When selling your business, you want to get maximum value. That’s what you want. A buyer, on the other hand, isn’t always interested in paying you top dollar. Even if they are, they still want to get the best buy they can for their time, energy, and money. Consider these strategies when you are relaxing by the pool one afternoon and thinking about your future, without your business.
Strategic Thinking Maximizes Assets
One of the most profitable ways for a business to realize maximum value is to plan the sale years before it’s sold. Yea, I know some of you are thinking that might not be realistic, but it is.
The day you get into business is the day you should also have a plan to get out. Many times, getting out of the business is more challenging than getting in. Making your business “saleable” creates the opportunity to get maximum value.
By planning ahead, this gives you time to organize or stabilize your accounting. Whether you have an in-house person or use a CPA firm, it’s important to make sure all the reporting documents support GAAP (Generally Accepted Accounting Principles) methods. This allows communications in the negotiations to go much smoother because you are all on the same page in reading and interpreting the financial statements.
Consider having a CPA firm conduct a financial review or audit. Having them create a Quality of Earnings Report to show one-time events or anomalies could also be helpful. Doing all this before a sale begins gives you time to make the necessary corrections or adjustments. You don’t want to wait till you have a buyer in motion because it slows down what will already be a lengthy process.
Do You Stay On or Not?
If you are an absentee owner, this offers different scenarios vs. an owner working in the business every day. So, depending on your particular business model will determine what future role you could have in a new company or if you even want one. Your role and the compensation is open for negotiation. In my last two companies that I sold, I stayed with them for a specific time period but didn’t want to be involved past that point in any capacity. That is your choice to make.
Good Times or Bad Times: Who is in Charge?
During good times, it’s easy to get sloppy and add expenses that can go unchecked. It’s normally bad times that we find out just how good of a business manager we really are.
Growing a management team is an essential part of leveraging talent and scaling a business. This doesn’t happen overnight. Selling at a maximum value typically includes the business’s human assets, so you want to make sure these good people are at the top of their game. Having systems in place that a new owner can see, feel, and touch brings real value to the table. If these “SOP”‘ (standard operating procedures) are written, it adds even more value. If everything is verbal, it certainly adds more questions. When you buy a Mc Donald’s, you have to go to Mc Donald’s University, so you get the playbook. With years of modeling the right behaviors and documenting their processes they’ve created a successful pattern of business. Any business can do this.

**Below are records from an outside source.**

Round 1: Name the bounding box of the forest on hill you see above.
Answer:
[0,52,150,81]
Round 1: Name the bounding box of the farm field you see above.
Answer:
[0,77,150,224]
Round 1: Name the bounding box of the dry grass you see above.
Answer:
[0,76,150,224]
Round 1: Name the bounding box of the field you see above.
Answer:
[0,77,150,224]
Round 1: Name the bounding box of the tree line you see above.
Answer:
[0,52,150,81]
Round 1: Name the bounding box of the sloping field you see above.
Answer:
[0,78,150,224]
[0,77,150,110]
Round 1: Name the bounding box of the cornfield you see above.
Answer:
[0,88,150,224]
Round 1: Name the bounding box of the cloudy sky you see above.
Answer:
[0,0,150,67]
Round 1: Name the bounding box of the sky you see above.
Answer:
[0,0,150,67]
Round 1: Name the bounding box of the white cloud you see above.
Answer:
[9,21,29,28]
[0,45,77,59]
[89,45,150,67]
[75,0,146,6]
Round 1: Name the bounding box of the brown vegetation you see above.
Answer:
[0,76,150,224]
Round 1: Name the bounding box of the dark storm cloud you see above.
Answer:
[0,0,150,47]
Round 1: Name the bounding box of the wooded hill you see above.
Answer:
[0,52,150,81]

As the World Turns- Drama During the Transaction
In my experience helping owners buy, sell and merge companies, we learned early that even though we had a closing date, we had to change it 2 or 3 times before closing the deal and doing the paperwork. There were always technical or emotion curveballs to deal with. Once a sales transaction starts, know there will be several twists and turns.
Many owners are emotional about their business. This is why consultants like me were involved because we took the emotion out of the deal. In negotiations, there are strategies played that can cause uneasiness or concern. How these are handled can determine whether the agreement moves forward or not.
Keeping a cool head and a rational approach is always better. Remember, your goal is to sell the business, not get into an argument over how much the furniture and fixtures are worth. Don’t get bogged down in the little things; keep your eye on the end goal.
Be professional and know that nearly all disagreements can be worked out. They usually are a misinterpretation or a lack of information that triggers it. When a concern comes up, ask more questions and dig deeper before responding. You’ll find the root cause this way, and that’s what you want to work through, not all the emotional drama stuff.
Selling your business starts well before you talk to a buyer. Plan for it and you’ll realize more value and money in your pocket.